Introduction
We’ll build the simulator using a physics-based engine that updates agent positions in fixed time steps. Each agent (car, drone, etc.) will be controlled by a logic unit (both AI or manual input). A central event system will handle all events (for eg: collisions, pit stops, penalties, and weather effects). The backend will run the simulation and stream real-time data via web sockets to a web dashboard and will have a direct control panel (on the hardware) to control the agents and the simulation. The dashboard will show live leaderboards, telemetry, and replays. We’ll use deterministic seeding to ensure fair, reproducible simulations and spatial partitioning for scalability so thousands of agents can run smoothly in real time.
Technology
The backend technology will use GPU compute to run the simulations. Since the program has to be lightweight, it will be optimized to run on consumer GPU hardware. When GPU is not found or unsupported, multi threaded CPU programs will run the simulation. Since efficiency is key in simulation systems, low level languages will be used. The agent behavior will be modeled using high level languages for experimentation and will be integrated into the simulation once the experiments are done.

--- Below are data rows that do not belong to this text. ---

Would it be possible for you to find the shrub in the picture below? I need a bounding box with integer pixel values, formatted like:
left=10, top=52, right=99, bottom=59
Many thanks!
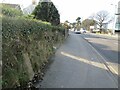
left=2, top=17, right=64, bottom=88
left=0, top=4, right=23, bottom=17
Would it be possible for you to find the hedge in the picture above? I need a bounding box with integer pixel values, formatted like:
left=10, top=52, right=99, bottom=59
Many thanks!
left=0, top=4, right=23, bottom=17
left=2, top=17, right=65, bottom=88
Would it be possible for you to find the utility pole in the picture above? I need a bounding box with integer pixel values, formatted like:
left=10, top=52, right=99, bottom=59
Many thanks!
left=111, top=4, right=117, bottom=35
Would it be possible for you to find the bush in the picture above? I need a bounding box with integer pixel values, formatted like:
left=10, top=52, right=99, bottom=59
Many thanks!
left=2, top=17, right=64, bottom=88
left=0, top=4, right=23, bottom=17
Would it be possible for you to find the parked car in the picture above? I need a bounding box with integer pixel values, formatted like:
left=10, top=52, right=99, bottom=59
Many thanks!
left=80, top=28, right=86, bottom=33
left=75, top=29, right=81, bottom=34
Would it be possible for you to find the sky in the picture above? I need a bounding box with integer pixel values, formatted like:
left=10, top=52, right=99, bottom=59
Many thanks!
left=0, top=0, right=120, bottom=22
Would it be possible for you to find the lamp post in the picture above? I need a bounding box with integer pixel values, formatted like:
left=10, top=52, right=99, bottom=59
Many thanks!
left=111, top=4, right=117, bottom=35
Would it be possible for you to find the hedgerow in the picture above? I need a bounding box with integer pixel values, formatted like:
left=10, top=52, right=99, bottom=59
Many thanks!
left=0, top=4, right=23, bottom=17
left=2, top=16, right=65, bottom=88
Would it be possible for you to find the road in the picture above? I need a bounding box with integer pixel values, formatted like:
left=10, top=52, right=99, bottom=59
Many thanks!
left=41, top=32, right=118, bottom=88
left=81, top=33, right=120, bottom=74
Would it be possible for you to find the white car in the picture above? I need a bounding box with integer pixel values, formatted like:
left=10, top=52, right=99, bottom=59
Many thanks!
left=75, top=29, right=81, bottom=34
left=80, top=28, right=86, bottom=33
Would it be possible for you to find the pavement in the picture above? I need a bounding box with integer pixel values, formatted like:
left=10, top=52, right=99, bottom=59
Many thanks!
left=38, top=32, right=118, bottom=88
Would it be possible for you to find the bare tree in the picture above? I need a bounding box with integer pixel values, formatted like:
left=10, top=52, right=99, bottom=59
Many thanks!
left=95, top=10, right=111, bottom=32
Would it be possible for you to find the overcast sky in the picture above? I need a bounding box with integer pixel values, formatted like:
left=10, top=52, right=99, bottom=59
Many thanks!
left=0, top=0, right=120, bottom=22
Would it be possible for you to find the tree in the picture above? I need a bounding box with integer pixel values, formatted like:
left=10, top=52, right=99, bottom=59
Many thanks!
left=75, top=17, right=81, bottom=30
left=95, top=10, right=110, bottom=32
left=81, top=19, right=96, bottom=30
left=32, top=2, right=60, bottom=25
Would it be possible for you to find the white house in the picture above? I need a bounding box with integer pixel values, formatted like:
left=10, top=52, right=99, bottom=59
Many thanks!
left=23, top=0, right=37, bottom=14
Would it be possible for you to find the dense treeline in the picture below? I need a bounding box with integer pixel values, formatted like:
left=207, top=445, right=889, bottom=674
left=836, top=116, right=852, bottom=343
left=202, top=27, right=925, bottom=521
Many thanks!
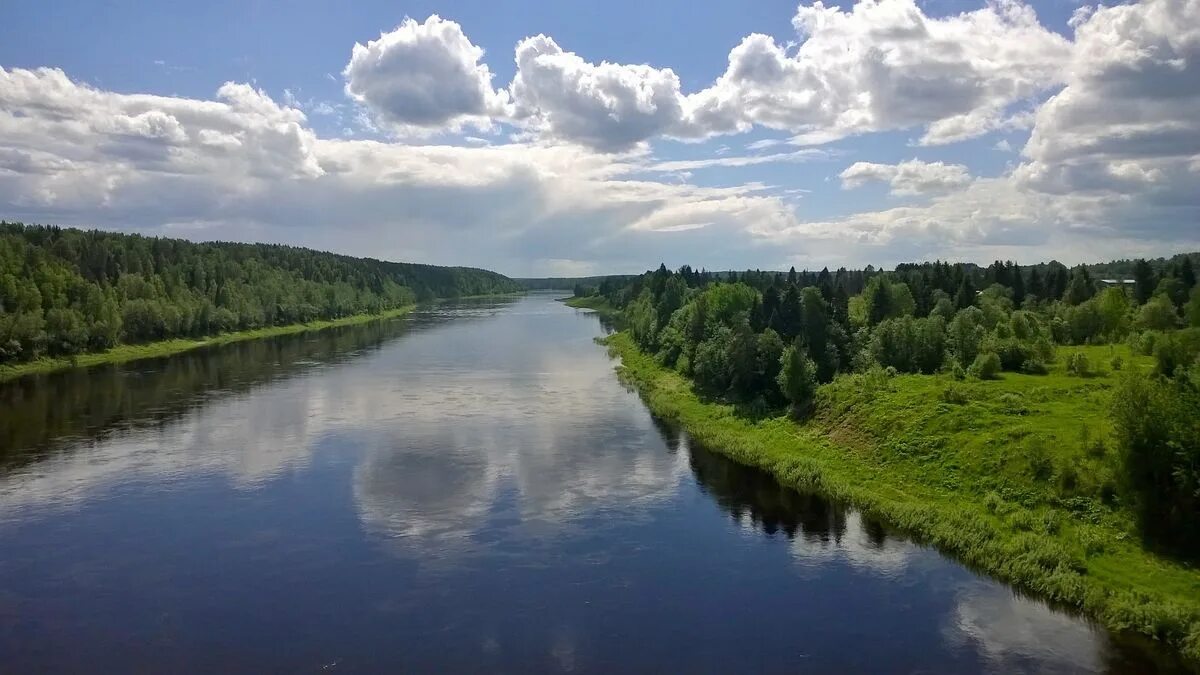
left=0, top=222, right=520, bottom=363
left=583, top=255, right=1200, bottom=552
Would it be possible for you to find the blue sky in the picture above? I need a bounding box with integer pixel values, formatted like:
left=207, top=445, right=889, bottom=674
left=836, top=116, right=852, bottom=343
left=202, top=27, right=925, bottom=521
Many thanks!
left=0, top=0, right=1200, bottom=275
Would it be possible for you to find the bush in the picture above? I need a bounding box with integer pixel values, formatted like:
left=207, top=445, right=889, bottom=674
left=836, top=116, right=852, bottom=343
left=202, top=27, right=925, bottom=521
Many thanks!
left=779, top=344, right=817, bottom=416
left=971, top=352, right=1000, bottom=380
left=1112, top=369, right=1200, bottom=555
left=942, top=382, right=971, bottom=406
left=1000, top=394, right=1030, bottom=414
left=1154, top=328, right=1200, bottom=377
left=1026, top=437, right=1054, bottom=480
left=1067, top=352, right=1092, bottom=377
left=1021, top=359, right=1050, bottom=375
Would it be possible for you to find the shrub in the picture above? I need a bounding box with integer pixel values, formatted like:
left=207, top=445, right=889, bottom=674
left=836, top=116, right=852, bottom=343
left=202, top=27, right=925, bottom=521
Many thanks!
left=1057, top=462, right=1079, bottom=497
left=971, top=352, right=1000, bottom=380
left=942, top=382, right=971, bottom=406
left=1112, top=372, right=1200, bottom=554
left=1000, top=394, right=1030, bottom=414
left=1027, top=437, right=1054, bottom=480
left=1154, top=328, right=1200, bottom=377
left=1129, top=330, right=1163, bottom=357
left=1067, top=352, right=1092, bottom=377
left=1021, top=359, right=1050, bottom=375
left=779, top=344, right=817, bottom=414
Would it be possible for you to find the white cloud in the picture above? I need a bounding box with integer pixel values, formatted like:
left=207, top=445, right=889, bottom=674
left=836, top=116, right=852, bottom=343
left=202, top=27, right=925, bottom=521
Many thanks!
left=0, top=0, right=1200, bottom=275
left=510, top=35, right=683, bottom=150
left=689, top=0, right=1070, bottom=144
left=1018, top=0, right=1200, bottom=210
left=343, top=0, right=1070, bottom=151
left=0, top=68, right=811, bottom=275
left=342, top=14, right=508, bottom=131
left=647, top=148, right=829, bottom=172
left=839, top=160, right=971, bottom=196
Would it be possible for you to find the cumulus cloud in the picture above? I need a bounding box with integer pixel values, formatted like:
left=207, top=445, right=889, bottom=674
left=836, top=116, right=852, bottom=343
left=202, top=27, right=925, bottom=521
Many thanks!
left=0, top=68, right=811, bottom=275
left=839, top=160, right=971, bottom=196
left=343, top=0, right=1070, bottom=151
left=510, top=35, right=684, bottom=150
left=0, top=0, right=1200, bottom=275
left=1019, top=0, right=1200, bottom=205
left=689, top=0, right=1070, bottom=144
left=342, top=14, right=508, bottom=130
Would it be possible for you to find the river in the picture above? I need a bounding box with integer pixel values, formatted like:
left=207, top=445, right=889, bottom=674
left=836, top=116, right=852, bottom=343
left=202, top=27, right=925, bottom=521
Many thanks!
left=0, top=293, right=1175, bottom=673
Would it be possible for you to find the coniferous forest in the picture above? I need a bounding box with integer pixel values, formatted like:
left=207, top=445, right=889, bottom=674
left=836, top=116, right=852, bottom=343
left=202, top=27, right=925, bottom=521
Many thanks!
left=585, top=253, right=1200, bottom=555
left=0, top=222, right=521, bottom=364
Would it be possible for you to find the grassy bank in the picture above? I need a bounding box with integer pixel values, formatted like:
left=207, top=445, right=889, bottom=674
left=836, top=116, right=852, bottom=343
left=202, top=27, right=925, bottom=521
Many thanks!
left=562, top=295, right=620, bottom=316
left=608, top=333, right=1200, bottom=664
left=0, top=305, right=415, bottom=382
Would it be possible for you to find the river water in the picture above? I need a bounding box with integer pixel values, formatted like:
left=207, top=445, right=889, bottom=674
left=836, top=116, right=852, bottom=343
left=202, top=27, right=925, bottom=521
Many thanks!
left=0, top=293, right=1172, bottom=673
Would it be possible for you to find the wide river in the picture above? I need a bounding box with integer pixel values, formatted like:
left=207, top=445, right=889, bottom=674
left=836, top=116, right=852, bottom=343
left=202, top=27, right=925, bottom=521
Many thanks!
left=0, top=294, right=1174, bottom=673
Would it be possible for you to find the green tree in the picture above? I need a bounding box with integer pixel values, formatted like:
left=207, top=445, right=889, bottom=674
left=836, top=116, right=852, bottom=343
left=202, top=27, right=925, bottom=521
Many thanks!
left=778, top=341, right=817, bottom=416
left=1133, top=258, right=1158, bottom=305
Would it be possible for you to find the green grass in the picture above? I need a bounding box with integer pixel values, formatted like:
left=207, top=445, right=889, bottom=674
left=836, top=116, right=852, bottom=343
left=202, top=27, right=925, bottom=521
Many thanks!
left=560, top=295, right=620, bottom=317
left=0, top=305, right=415, bottom=382
left=607, top=333, right=1200, bottom=664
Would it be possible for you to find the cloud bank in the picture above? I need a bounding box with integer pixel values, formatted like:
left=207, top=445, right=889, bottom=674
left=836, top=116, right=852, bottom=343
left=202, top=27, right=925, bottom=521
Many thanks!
left=0, top=0, right=1200, bottom=275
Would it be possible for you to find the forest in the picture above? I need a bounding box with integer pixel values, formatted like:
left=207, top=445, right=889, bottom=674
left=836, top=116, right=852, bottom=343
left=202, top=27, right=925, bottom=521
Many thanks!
left=0, top=222, right=522, bottom=364
left=585, top=253, right=1200, bottom=663
left=576, top=253, right=1200, bottom=555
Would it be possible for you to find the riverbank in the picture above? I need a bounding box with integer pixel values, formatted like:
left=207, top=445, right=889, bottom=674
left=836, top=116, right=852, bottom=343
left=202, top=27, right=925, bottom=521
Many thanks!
left=604, top=331, right=1200, bottom=665
left=0, top=305, right=416, bottom=382
left=559, top=295, right=620, bottom=317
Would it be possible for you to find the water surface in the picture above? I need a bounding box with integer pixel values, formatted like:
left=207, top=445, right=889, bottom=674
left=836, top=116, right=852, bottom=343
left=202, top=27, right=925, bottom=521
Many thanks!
left=0, top=294, right=1174, bottom=673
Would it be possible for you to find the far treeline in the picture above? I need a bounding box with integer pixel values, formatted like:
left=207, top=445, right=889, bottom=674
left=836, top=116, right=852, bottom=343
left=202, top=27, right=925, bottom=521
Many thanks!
left=576, top=253, right=1200, bottom=555
left=0, top=221, right=522, bottom=364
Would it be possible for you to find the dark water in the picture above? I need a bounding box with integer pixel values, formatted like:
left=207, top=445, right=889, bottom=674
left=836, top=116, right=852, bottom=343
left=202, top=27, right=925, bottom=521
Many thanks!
left=0, top=294, right=1171, bottom=673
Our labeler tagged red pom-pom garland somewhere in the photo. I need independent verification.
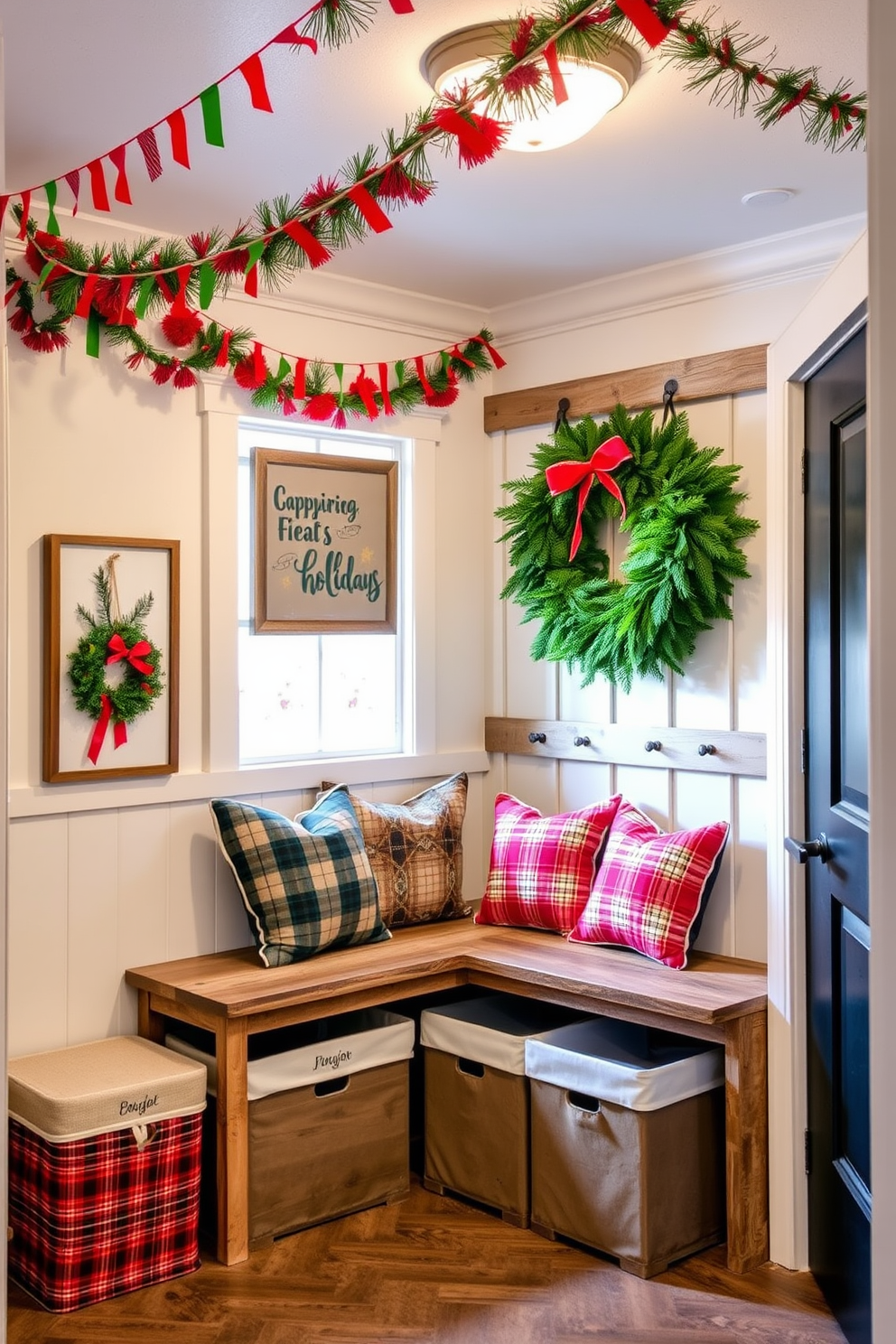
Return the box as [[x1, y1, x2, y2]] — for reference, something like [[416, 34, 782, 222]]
[[161, 308, 203, 350]]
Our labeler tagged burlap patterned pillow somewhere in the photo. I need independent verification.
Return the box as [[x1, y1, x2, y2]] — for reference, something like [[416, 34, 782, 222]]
[[318, 774, 471, 929]]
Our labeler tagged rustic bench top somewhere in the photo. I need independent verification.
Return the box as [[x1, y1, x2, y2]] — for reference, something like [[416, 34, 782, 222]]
[[125, 919, 769, 1273], [125, 920, 767, 1031]]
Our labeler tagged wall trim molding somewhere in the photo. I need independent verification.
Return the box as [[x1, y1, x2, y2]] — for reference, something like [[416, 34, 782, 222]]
[[9, 747, 490, 821], [17, 201, 866, 359], [489, 215, 865, 348]]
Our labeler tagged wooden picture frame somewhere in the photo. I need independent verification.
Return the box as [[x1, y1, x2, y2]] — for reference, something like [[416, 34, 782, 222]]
[[43, 532, 180, 784], [253, 448, 397, 634]]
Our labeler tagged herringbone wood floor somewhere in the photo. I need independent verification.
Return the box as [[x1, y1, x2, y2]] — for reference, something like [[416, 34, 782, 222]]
[[8, 1182, 844, 1344]]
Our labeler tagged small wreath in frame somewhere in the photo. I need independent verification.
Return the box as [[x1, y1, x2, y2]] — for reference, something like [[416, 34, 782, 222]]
[[69, 555, 163, 765]]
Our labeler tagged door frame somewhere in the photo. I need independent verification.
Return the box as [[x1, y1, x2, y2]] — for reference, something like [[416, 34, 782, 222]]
[[766, 235, 868, 1269]]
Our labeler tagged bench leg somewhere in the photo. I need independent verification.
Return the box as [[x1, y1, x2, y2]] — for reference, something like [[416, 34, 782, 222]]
[[137, 989, 165, 1046], [215, 1017, 248, 1265], [725, 1011, 769, 1274]]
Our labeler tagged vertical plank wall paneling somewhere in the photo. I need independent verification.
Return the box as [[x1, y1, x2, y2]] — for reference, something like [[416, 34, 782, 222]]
[[8, 776, 490, 1058], [483, 392, 767, 961]]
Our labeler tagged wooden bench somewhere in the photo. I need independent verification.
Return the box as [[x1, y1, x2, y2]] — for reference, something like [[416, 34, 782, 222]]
[[125, 920, 769, 1273]]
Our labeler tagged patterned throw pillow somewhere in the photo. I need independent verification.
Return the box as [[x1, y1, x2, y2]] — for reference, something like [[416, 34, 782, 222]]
[[323, 774, 471, 929], [570, 802, 728, 970], [475, 793, 620, 933], [210, 793, 391, 966]]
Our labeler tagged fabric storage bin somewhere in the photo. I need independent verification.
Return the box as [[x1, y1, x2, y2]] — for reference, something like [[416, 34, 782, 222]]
[[526, 1017, 725, 1278], [421, 994, 580, 1227], [8, 1036, 206, 1311], [166, 1008, 414, 1246]]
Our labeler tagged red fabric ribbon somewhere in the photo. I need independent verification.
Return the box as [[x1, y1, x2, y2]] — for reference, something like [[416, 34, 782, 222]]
[[239, 52, 274, 112], [75, 272, 99, 317], [617, 0, 670, 47], [88, 695, 127, 765], [543, 42, 570, 107], [16, 191, 31, 239], [88, 159, 111, 210], [165, 107, 190, 168], [215, 331, 232, 369], [544, 434, 632, 560], [106, 634, 154, 676], [274, 23, 317, 55], [66, 168, 80, 219], [108, 143, 132, 206], [378, 364, 395, 415], [137, 126, 161, 182], [284, 219, 331, 266], [471, 336, 507, 369], [414, 355, 433, 397], [348, 182, 392, 234]]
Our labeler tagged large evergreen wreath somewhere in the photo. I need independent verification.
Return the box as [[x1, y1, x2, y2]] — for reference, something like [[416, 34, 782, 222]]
[[497, 406, 759, 689]]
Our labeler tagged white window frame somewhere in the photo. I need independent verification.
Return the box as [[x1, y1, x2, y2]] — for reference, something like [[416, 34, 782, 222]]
[[201, 379, 440, 794], [237, 415, 415, 770]]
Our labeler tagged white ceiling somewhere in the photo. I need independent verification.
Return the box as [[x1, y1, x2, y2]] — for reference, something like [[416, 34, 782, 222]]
[[0, 0, 873, 311]]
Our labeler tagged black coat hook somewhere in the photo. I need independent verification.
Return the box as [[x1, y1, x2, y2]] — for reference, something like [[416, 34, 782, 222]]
[[662, 378, 678, 425], [554, 397, 570, 434]]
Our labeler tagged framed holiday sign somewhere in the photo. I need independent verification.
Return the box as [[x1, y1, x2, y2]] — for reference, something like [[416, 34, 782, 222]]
[[253, 448, 397, 634], [43, 532, 180, 784]]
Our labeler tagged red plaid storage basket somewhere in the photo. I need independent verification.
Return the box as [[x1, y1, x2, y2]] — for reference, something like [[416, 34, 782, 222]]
[[8, 1041, 206, 1311]]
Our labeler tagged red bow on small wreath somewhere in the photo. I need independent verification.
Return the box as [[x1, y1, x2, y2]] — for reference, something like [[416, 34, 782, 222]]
[[106, 634, 154, 676], [544, 434, 632, 560]]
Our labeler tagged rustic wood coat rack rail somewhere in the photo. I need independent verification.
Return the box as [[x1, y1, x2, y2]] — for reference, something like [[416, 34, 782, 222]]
[[485, 719, 766, 779]]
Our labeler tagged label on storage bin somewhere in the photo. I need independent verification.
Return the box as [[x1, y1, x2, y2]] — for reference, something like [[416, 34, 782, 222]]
[[526, 1017, 725, 1110], [165, 1008, 414, 1101]]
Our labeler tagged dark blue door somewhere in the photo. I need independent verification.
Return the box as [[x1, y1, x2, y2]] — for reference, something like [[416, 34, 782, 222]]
[[802, 328, 872, 1344]]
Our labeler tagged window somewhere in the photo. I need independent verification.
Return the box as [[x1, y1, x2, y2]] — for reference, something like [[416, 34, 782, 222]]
[[238, 419, 410, 766]]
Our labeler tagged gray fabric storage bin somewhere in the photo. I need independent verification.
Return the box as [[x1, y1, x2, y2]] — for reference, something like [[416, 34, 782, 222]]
[[421, 994, 580, 1227], [526, 1019, 725, 1278], [166, 1008, 414, 1246]]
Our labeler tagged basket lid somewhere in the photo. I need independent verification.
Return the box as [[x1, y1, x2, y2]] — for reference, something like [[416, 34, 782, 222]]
[[9, 1036, 206, 1143]]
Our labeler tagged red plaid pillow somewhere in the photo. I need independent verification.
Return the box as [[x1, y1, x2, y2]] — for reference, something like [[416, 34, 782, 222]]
[[475, 793, 620, 933], [570, 802, 728, 970]]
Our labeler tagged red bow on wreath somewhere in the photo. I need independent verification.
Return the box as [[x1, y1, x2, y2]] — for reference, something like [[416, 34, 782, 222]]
[[544, 434, 632, 560], [88, 633, 154, 765], [106, 634, 154, 676]]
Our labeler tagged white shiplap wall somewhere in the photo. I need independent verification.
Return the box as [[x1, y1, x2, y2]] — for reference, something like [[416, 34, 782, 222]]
[[489, 392, 767, 961]]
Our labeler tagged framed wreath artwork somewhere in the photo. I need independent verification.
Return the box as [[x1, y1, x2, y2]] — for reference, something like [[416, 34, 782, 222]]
[[43, 532, 180, 784]]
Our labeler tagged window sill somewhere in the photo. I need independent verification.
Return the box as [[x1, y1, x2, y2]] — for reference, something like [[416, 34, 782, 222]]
[[9, 747, 489, 820]]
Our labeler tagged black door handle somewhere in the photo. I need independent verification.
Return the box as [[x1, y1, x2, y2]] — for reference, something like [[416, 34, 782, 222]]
[[785, 831, 832, 863]]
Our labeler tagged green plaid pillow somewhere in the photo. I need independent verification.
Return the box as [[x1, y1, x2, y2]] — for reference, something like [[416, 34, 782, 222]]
[[210, 793, 391, 966]]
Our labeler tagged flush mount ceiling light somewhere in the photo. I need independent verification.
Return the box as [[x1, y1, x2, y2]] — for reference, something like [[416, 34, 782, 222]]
[[740, 187, 797, 210], [421, 23, 640, 154]]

There will also be a console that is directly attached to the hardware for real time agent and system manipulation. There will be a web interface that will display essential information.
Tech Stack
The reason the technology section uses words such as low level languages is due to the fact that any language can be used in that place. This will be clarified here. C++ will be used for window and state management. CUDA or other parallel programming techniques will be used to simulate the scenario and the agents. This means that the agent and the world will work asynchronously making the simulation much more realistic. Another reason this will work best is due to the fact that kernels are scalable. For very large and very realistic simulations, multi GPU setups can help run the simulation more smoothly. Using this framework, worlds can be made and stored easily. For the agent modelling, either rule based modelling or machine learning will be used. Pre trained agents will be available for use on the simulation software. New agents can be trained on training worlds as well. Using atomic operations on the GPU, events can be dynamically generated and using cuda streams, they can be sent to the CPU for display and analysis. The web based framework will contain a canvas and will connect to the backend to render the results.
Experimentation and Research
Experimenting with the system and tuning it will be an important part as the agents may not behave as we want. Integrating non ideal scenarios in the simulation and in the agent behavior and tuning them to match real world scenarios is also important. Data will be collected during this process for analysis.